Among the highlights:
- UC Berkeley Celebrates the 50th Anniversary of the Peace Corps: The event will include a plaque presentation to the campus from Peace Corps Deputy Director Carrie Hessler-Radalet; Skype messages from Peace Corps volunteers currently serving overseas; and a panel presentation of current and past volunteers. Noon-1 p.m. Wheeler Hall.
- New Student Welcome: An early-morning session with Chancellor Birgeneau and campus leaders, who will share their insights on the UC Berkeley experience. 8:30–9:15 a.m., Haas Pavilion.
- Q & A with Freshmen Cal Students: Cal Student Orientation counselors share their first-year experiences with new students. 11 a.m. noon, 155 Dwinelle Hall.
- Starting Off on the Right Foot at Cal: Tips for a successful transition to college, including time management and managing stress, homesickness and more. University Health Services staff psychologist James Lyda. 11 a.m.-noon, 10 Evans Hall.
- Egypt 2011: Is This a Revolution? A panel discussion led by Mary Elizabeth Berry, chair of history, will ask how this moment in Egypt, Tunisia, Yemen, and Jordan compares with what the textbooks present as pre-revolutionary or revolutionary change. 1–2:30 p.m., 145 Dwinelle Hall.
- Can Americans be Civil and Work Together to Solve Public Problems? A panel discussion led by Henry Brady, dean of the Goldman School of Public Policy, will debate polarization, civility, public participation and the opportunity for meaningful policy initiatives at the local, state, and federal level. 2-3:30 p.m., Toll Room, Alumni House.
- Secrets of the Sleeping Brain: UC Berkeley psychologist and neuroscientist Matthew Walker discusses new discoveries that suggest sleep helps improve learning and memory, and balances our emotions. 11 a.m.-noon, 2050 Valley Life Sciences Building.
- Adolescence, Brain Development and Public Health: Public Health professor, Dr. Ronald Dahl talks about how exciting new discoveries in neuroscience are revolutionizing our understanding of the inner workings of human thoughts, emotions, and behavior. 10-11 a.m., 160 Dwinelle Hall.
- Conquering the Dark Side of the Universe: Astronomy professor Hitoshi Murayama will tell stories of scientists who’ve been searching for answers and trying to conquer the dark side of the universe. 11-11:45 a.m., 4 LeConte Hall.
- Electric Drive Vehicles: Past and Future: Timothy Lipman, co-director of the Transportation Sustainability Center, will lead a discussion about the history of electric vehicles and where they’re headed. 11 a.m.-noon, 145 McCone Hall.
- Snake Guts! See How to Dissect an Animal: Witness a dissection demo that highlights the strange evolutionary features snakes have adapted for elongation. 11 a.m.-noon, 3101 Valley Life Science Building,Grinnell-Miller Library.
- DNA in Action: A Hands-on Demonstration: Evolutionary Genetics Lab Manager Lydia Smith demonstrates the basic steps of a DNA extraction in this “lab demo meets cooking show.” 2-3 p.m. 3101 Valley Life Sciences Building, Grinnell-Miller Library.

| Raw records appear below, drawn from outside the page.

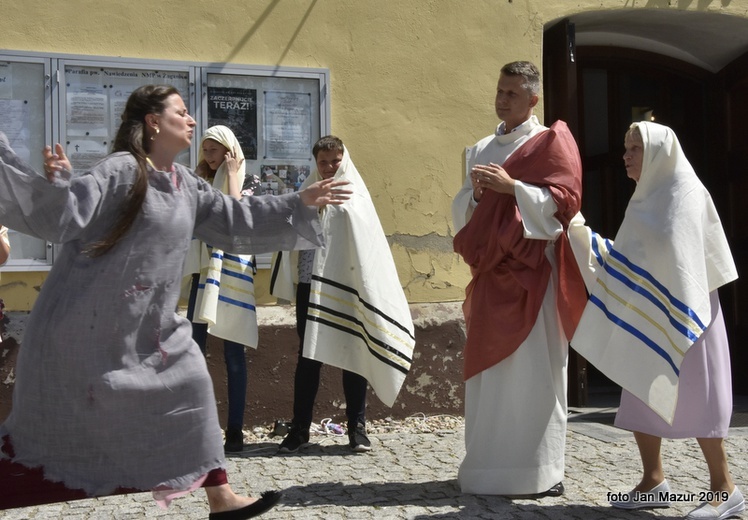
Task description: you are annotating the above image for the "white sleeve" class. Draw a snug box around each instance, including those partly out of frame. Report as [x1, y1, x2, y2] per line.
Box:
[566, 213, 613, 292]
[452, 175, 478, 234]
[514, 181, 564, 240]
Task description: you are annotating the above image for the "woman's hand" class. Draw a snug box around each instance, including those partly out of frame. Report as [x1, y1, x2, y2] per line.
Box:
[299, 177, 353, 207]
[223, 150, 244, 199]
[42, 143, 73, 182]
[470, 163, 514, 200]
[224, 150, 244, 177]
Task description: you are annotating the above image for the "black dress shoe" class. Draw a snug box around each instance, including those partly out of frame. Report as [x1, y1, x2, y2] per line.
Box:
[538, 482, 565, 498]
[208, 491, 281, 520]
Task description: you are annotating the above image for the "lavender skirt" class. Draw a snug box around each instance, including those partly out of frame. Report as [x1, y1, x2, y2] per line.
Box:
[615, 291, 732, 439]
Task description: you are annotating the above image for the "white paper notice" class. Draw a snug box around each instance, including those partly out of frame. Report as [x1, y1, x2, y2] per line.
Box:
[0, 99, 31, 162]
[67, 85, 109, 137]
[65, 140, 107, 173]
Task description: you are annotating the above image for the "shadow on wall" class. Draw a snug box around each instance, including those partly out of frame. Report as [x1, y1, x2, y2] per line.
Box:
[0, 303, 465, 428]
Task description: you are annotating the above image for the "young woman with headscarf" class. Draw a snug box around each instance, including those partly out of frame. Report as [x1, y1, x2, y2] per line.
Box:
[0, 85, 349, 520]
[182, 125, 259, 452]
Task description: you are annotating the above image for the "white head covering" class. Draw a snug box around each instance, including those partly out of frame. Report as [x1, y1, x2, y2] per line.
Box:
[271, 143, 415, 406]
[197, 125, 247, 193]
[572, 122, 737, 423]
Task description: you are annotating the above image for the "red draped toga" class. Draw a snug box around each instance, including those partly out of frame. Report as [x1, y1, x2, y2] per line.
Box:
[454, 121, 587, 380]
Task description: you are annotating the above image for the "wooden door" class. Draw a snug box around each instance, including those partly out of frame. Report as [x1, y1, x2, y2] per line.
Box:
[543, 19, 588, 406]
[709, 53, 748, 395]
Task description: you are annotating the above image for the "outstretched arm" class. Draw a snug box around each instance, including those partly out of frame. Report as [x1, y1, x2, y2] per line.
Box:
[299, 177, 353, 207]
[42, 143, 73, 182]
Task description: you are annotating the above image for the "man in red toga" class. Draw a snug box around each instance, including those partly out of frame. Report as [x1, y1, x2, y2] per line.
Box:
[452, 61, 586, 497]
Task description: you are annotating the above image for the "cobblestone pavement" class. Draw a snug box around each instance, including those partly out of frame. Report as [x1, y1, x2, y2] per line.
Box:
[0, 414, 748, 520]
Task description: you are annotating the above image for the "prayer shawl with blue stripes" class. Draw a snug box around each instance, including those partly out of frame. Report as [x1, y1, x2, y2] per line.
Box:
[271, 149, 415, 406]
[183, 125, 258, 348]
[569, 122, 737, 424]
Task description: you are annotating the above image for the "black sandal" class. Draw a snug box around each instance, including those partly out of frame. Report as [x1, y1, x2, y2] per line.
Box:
[208, 491, 281, 520]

- How to Grow Cranial Appendages: Cattle, antelope, deer, giraffes, and their close relatives almost always have some kind of cranial appendage – horns, antlers, and the like. How similar are these structures? What do we know about how they grow? 10–11 a.m., 2040 Valley Life Sciences Building.
- Robot Folds Laundry; In the Robot Learning Lab, computer scientist Pieter Abbeel will present a demo of robots folding laundry. 10 a.m.-noon, 3rd floor, Sutardja Dai Hall.

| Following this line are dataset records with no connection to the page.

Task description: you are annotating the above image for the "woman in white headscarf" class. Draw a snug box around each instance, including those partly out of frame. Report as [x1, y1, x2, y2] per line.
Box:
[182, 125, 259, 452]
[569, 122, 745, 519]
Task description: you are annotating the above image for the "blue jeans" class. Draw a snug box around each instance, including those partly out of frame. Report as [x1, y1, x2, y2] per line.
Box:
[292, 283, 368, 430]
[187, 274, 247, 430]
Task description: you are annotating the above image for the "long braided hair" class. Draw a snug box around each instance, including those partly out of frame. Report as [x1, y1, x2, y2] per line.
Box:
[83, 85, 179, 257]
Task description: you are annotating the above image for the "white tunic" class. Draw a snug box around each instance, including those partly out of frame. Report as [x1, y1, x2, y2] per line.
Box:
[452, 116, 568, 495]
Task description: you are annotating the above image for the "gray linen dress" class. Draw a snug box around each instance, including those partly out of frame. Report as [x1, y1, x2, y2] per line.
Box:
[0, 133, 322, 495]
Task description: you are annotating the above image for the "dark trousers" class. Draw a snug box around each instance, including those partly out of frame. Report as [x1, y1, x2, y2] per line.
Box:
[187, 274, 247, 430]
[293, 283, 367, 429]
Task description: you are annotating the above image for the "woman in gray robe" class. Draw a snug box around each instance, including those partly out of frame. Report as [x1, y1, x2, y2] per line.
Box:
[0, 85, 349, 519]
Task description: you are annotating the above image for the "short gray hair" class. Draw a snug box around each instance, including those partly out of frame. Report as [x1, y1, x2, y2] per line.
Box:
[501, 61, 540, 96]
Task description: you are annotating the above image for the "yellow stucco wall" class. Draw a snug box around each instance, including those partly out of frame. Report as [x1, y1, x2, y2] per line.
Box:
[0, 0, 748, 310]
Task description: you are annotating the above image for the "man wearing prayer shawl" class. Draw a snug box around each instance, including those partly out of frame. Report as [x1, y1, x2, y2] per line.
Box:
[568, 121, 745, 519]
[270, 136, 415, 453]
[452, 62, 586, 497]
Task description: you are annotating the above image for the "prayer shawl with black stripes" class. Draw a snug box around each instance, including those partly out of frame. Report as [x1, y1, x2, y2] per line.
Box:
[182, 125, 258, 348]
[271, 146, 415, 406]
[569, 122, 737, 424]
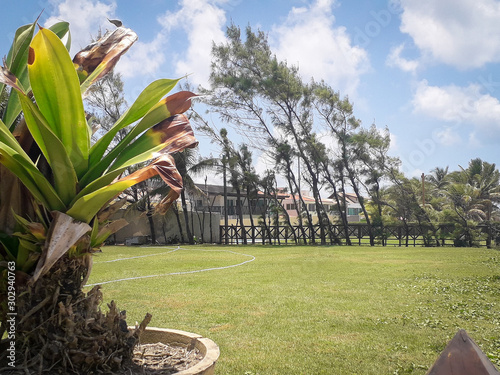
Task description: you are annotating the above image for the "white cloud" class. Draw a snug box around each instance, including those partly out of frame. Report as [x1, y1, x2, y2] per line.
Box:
[45, 0, 116, 56]
[386, 43, 419, 74]
[159, 0, 226, 86]
[433, 127, 462, 146]
[116, 33, 166, 78]
[270, 0, 369, 95]
[412, 80, 500, 139]
[400, 0, 500, 69]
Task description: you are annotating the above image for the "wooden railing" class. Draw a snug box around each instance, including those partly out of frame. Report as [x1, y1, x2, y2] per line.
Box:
[220, 224, 498, 247]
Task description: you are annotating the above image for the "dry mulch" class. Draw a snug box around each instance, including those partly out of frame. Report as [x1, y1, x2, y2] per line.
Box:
[117, 343, 203, 375]
[0, 343, 203, 375]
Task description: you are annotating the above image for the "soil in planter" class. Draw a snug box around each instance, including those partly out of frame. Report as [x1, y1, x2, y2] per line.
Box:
[117, 343, 203, 375]
[2, 343, 203, 375]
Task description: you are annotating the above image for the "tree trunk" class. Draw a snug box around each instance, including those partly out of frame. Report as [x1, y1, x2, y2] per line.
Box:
[181, 190, 194, 244]
[0, 254, 150, 374]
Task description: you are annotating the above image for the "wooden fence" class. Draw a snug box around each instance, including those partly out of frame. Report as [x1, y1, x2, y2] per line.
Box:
[219, 224, 499, 247]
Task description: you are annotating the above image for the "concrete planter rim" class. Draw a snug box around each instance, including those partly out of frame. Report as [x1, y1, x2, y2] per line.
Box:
[135, 327, 220, 375]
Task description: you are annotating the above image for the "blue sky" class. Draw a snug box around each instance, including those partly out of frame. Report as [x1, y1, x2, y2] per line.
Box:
[0, 0, 500, 186]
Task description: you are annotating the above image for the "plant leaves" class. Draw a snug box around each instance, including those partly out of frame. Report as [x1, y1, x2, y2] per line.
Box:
[28, 29, 90, 176]
[73, 27, 137, 94]
[29, 211, 92, 285]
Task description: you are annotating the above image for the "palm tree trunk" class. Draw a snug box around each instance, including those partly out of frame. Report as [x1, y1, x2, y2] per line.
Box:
[181, 190, 194, 244]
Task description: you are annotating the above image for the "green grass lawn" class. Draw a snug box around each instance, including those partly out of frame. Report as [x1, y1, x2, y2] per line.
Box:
[89, 245, 500, 375]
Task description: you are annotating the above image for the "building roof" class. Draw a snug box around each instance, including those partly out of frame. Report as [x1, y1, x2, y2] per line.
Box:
[195, 184, 286, 199]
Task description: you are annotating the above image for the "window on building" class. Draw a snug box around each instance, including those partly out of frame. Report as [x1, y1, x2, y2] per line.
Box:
[347, 207, 361, 216]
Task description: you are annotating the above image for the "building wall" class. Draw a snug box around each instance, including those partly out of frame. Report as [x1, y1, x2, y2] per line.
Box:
[110, 209, 220, 244]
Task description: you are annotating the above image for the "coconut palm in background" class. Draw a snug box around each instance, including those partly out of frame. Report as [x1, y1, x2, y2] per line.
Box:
[0, 22, 197, 373]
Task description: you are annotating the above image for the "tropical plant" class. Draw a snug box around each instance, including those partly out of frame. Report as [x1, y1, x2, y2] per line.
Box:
[0, 22, 197, 373]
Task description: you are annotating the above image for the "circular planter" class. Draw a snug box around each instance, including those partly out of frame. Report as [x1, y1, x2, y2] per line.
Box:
[140, 327, 220, 375]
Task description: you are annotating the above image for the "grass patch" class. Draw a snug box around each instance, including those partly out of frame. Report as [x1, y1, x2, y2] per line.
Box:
[89, 245, 500, 375]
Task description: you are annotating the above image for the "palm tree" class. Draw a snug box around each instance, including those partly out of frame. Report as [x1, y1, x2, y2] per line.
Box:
[174, 149, 218, 244]
[0, 22, 197, 373]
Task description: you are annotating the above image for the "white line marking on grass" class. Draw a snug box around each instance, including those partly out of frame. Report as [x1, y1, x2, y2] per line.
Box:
[85, 246, 255, 286]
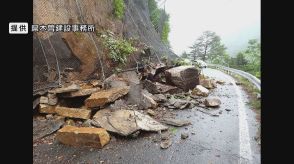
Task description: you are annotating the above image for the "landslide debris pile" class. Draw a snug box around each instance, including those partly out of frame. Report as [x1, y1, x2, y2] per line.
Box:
[33, 64, 221, 149]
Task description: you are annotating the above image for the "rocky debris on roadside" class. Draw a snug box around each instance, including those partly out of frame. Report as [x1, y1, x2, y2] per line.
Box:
[39, 104, 56, 114]
[181, 133, 189, 139]
[147, 109, 156, 116]
[140, 90, 158, 109]
[200, 78, 216, 89]
[152, 94, 167, 103]
[48, 83, 80, 94]
[235, 81, 243, 85]
[160, 139, 172, 149]
[93, 109, 168, 136]
[160, 118, 191, 127]
[204, 97, 221, 107]
[56, 125, 110, 148]
[85, 87, 130, 108]
[64, 119, 76, 126]
[216, 80, 226, 85]
[33, 66, 220, 149]
[143, 80, 183, 94]
[110, 99, 129, 110]
[33, 117, 64, 141]
[60, 88, 100, 98]
[165, 66, 199, 91]
[191, 85, 209, 97]
[55, 106, 91, 119]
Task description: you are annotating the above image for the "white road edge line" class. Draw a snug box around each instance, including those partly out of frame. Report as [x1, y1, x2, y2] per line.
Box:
[228, 75, 252, 163]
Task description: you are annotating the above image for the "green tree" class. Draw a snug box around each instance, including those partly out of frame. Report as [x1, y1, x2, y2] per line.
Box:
[244, 39, 261, 77]
[236, 52, 248, 68]
[190, 31, 226, 63]
[181, 51, 189, 58]
[148, 0, 170, 44]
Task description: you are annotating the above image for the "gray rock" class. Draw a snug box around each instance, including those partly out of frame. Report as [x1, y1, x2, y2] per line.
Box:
[160, 139, 172, 149]
[181, 133, 189, 139]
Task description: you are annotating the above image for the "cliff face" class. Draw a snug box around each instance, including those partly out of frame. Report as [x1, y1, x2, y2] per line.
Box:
[33, 0, 176, 90]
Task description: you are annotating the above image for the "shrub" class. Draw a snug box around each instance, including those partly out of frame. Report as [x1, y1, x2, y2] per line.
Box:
[100, 31, 137, 64]
[113, 0, 125, 19]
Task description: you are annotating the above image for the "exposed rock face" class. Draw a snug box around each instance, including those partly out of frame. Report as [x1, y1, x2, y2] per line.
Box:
[165, 66, 199, 91]
[48, 84, 80, 94]
[85, 87, 130, 108]
[56, 125, 110, 148]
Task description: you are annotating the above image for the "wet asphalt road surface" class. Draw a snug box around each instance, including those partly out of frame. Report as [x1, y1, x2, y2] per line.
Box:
[33, 68, 260, 164]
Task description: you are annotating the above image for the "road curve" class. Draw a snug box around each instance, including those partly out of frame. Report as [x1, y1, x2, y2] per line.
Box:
[208, 64, 260, 90]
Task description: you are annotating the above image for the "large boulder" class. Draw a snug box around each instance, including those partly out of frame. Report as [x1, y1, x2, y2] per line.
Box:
[165, 66, 199, 91]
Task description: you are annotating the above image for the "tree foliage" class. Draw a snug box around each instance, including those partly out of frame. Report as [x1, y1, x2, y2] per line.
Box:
[148, 0, 170, 46]
[100, 31, 137, 64]
[229, 39, 261, 78]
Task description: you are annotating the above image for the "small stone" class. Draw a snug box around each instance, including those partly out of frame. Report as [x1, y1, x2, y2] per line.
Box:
[160, 139, 172, 149]
[181, 133, 189, 139]
[204, 97, 221, 107]
[85, 87, 130, 108]
[65, 119, 75, 126]
[46, 114, 53, 119]
[82, 119, 92, 127]
[55, 106, 91, 119]
[147, 109, 156, 116]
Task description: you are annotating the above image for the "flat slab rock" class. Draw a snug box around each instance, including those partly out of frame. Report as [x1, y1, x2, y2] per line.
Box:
[60, 87, 100, 98]
[48, 84, 80, 94]
[33, 117, 64, 141]
[143, 80, 183, 94]
[160, 118, 191, 127]
[85, 86, 130, 108]
[93, 109, 168, 136]
[56, 125, 110, 148]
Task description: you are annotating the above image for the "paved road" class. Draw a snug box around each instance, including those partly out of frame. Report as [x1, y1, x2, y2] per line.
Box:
[33, 68, 260, 164]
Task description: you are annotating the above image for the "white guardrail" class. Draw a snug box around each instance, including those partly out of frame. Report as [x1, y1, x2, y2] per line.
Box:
[208, 64, 260, 90]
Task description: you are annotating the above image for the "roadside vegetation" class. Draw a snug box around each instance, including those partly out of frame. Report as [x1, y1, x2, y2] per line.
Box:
[113, 0, 125, 19]
[181, 31, 261, 79]
[100, 31, 136, 64]
[148, 0, 170, 46]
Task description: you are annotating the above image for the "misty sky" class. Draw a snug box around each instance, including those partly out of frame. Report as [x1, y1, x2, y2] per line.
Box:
[162, 0, 260, 55]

- Controlling Robots with the Mind: Students, wearing electroencephalography (EEG) sensors on their heads, will use mind control to move robots. Noon–3 pm,Cory Hall, 140AB.

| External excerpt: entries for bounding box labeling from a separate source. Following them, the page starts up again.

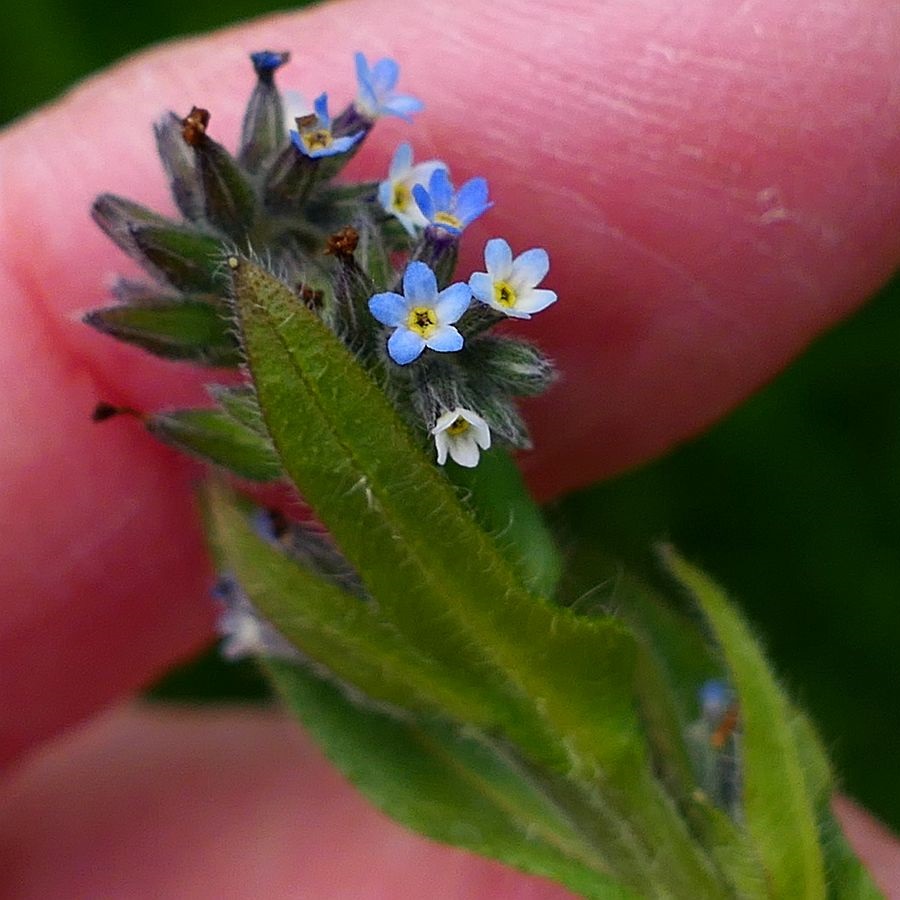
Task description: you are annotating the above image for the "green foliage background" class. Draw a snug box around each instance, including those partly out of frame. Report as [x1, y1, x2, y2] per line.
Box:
[0, 0, 900, 827]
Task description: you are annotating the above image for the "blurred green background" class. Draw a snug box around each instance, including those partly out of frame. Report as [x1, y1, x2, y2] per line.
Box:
[0, 0, 900, 828]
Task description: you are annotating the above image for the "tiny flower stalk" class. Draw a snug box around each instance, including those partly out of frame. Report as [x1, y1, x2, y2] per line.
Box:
[85, 50, 876, 900]
[238, 50, 290, 174]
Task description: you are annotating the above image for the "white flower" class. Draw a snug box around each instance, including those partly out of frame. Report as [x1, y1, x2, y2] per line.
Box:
[431, 406, 491, 469]
[469, 238, 556, 319]
[378, 144, 447, 234]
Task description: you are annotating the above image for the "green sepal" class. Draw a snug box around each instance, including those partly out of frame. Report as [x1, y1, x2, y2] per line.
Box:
[238, 72, 287, 173]
[207, 384, 269, 432]
[447, 448, 563, 597]
[266, 661, 638, 900]
[131, 223, 222, 294]
[194, 134, 256, 241]
[145, 409, 283, 481]
[91, 194, 171, 256]
[665, 549, 826, 900]
[83, 297, 240, 367]
[465, 336, 556, 397]
[153, 112, 205, 222]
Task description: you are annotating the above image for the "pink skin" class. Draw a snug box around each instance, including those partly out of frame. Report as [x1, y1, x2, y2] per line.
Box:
[0, 0, 900, 897]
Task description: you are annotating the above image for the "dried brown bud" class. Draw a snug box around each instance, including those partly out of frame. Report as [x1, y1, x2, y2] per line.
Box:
[91, 401, 143, 422]
[181, 106, 209, 147]
[325, 225, 359, 259]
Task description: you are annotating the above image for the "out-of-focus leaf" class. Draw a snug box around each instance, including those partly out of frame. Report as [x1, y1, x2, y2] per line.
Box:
[666, 550, 826, 900]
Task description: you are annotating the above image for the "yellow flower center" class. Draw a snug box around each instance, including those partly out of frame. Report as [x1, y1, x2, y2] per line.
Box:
[391, 181, 412, 212]
[300, 128, 334, 150]
[494, 281, 516, 309]
[447, 416, 472, 437]
[406, 306, 437, 338]
[434, 212, 462, 231]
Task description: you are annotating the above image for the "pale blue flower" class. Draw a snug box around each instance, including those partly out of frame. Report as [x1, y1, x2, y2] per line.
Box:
[469, 238, 556, 319]
[431, 406, 491, 469]
[354, 53, 424, 122]
[250, 50, 291, 76]
[369, 261, 472, 366]
[213, 575, 300, 660]
[291, 94, 365, 159]
[413, 169, 494, 234]
[378, 144, 447, 234]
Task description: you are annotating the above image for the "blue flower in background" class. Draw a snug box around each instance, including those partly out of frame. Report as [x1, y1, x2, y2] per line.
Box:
[291, 94, 365, 159]
[413, 169, 494, 234]
[469, 238, 556, 319]
[369, 261, 472, 366]
[378, 144, 447, 234]
[250, 50, 291, 75]
[354, 53, 424, 122]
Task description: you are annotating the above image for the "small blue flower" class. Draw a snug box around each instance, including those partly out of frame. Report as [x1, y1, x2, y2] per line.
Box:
[213, 575, 300, 660]
[697, 678, 734, 725]
[354, 53, 424, 122]
[469, 238, 556, 319]
[291, 94, 365, 159]
[250, 50, 291, 75]
[378, 143, 447, 235]
[412, 169, 494, 234]
[369, 261, 472, 366]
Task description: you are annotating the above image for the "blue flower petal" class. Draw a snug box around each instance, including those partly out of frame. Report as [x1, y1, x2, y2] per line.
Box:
[369, 291, 409, 326]
[323, 131, 365, 156]
[423, 169, 453, 212]
[353, 50, 369, 86]
[469, 272, 494, 304]
[425, 325, 465, 353]
[313, 94, 331, 128]
[379, 94, 425, 122]
[403, 260, 437, 306]
[250, 50, 291, 75]
[378, 179, 394, 212]
[484, 238, 512, 281]
[434, 281, 472, 325]
[512, 247, 550, 287]
[369, 57, 400, 92]
[413, 181, 440, 222]
[388, 328, 426, 366]
[456, 178, 492, 225]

- Earthquake Shake Table: Members of Pacific Earthquake Engineering Research will use building materials and a shake table to show how buildings hold up in earthquakes. 10 a.m.-3:30 p.m., 2nd floor, Davis Hall.
- Launching a Career in Global Public Health with the Peace Corps: Peace Corps Deputy Director Carrie Hessler-Radelet joins public health students to discuss how to launch a career through the Peace Corps in global public health. 9:30-11 a.m., Toll Room, Alumni House.
- Swahili, Zulu, Chichewa and Wolof in One Easy Lesson! In 30-minute mini-sessions, learn to ask questions and carry on a basic conversation. 1–2:30 pmDwinelle Hall, B4.
- Cal Women’s Tennis vs. Stanford, noon-2 p.m., Hellman Tennis Complex.
- Cal Women’s Softball vs. Oregon, 1-4 p.m., Levine-Fricke Field.